On 05/10/2013 06:49 PM, mathog wrote:
It strikes me that no matter how these questions are finally resolved the resulting construct is not likely to be very compatible with other graphics formats. There may be some graphics format that has a similar construct, but in the vast majority of cases the only way the resulting graphic could be represented is as a filled closed path. The questions above, where the answers in most instances are a matter of taste, suggest that it might be better to leave this feature out of SVG entirely and let programs which want to implement a varying width stroke do so with a filter or tool that converts from the initial fixed width stroke along a path to a filled object corresponding to the varying width stroke along the same path - the resulting object being just a normal collection of Bezier and linear segments. Among other advantages, the conversion which generates the new object only needs to be done once, rather than every time the object is moved on the screen, which would be the case if SVG supported this type (assuming it was handled like glyphs and other draw items are now, by the routines in src/display). Similarly, selection (by mouse) is already in place for the converted object, but looks as if it would be pretty messy for the varying width stroke object.

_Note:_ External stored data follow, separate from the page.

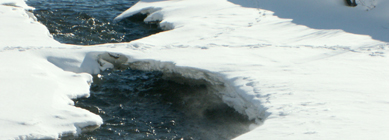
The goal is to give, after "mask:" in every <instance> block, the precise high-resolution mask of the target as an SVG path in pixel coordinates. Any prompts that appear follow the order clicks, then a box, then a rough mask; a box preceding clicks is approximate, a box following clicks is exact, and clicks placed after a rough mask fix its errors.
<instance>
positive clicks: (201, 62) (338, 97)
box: [0, 0, 389, 140]
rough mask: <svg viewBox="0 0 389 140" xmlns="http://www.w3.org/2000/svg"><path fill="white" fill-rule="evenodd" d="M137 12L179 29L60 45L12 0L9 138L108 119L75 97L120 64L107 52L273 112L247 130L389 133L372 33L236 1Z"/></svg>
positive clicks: (124, 14)
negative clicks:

If you convert a stroke with varying width to a path describing its outline right away you will not be able to edit the original stroke afterwards (but just the outline) because the inverse operation - guessing the variable width stroke from a path describing its outline - is between messy and impossible.
Storing both the outline and the original stroke is redundant.
The main application of variable width strokes are artistic drawings where you want to be able to edit the stroke in all its properties at any time.
I would guess that the computational load of the stroke calculation is neg- legible, especially when you place the support points of the outline at nodes. If there is any problem with that, a renderer could just cache the stroke outline.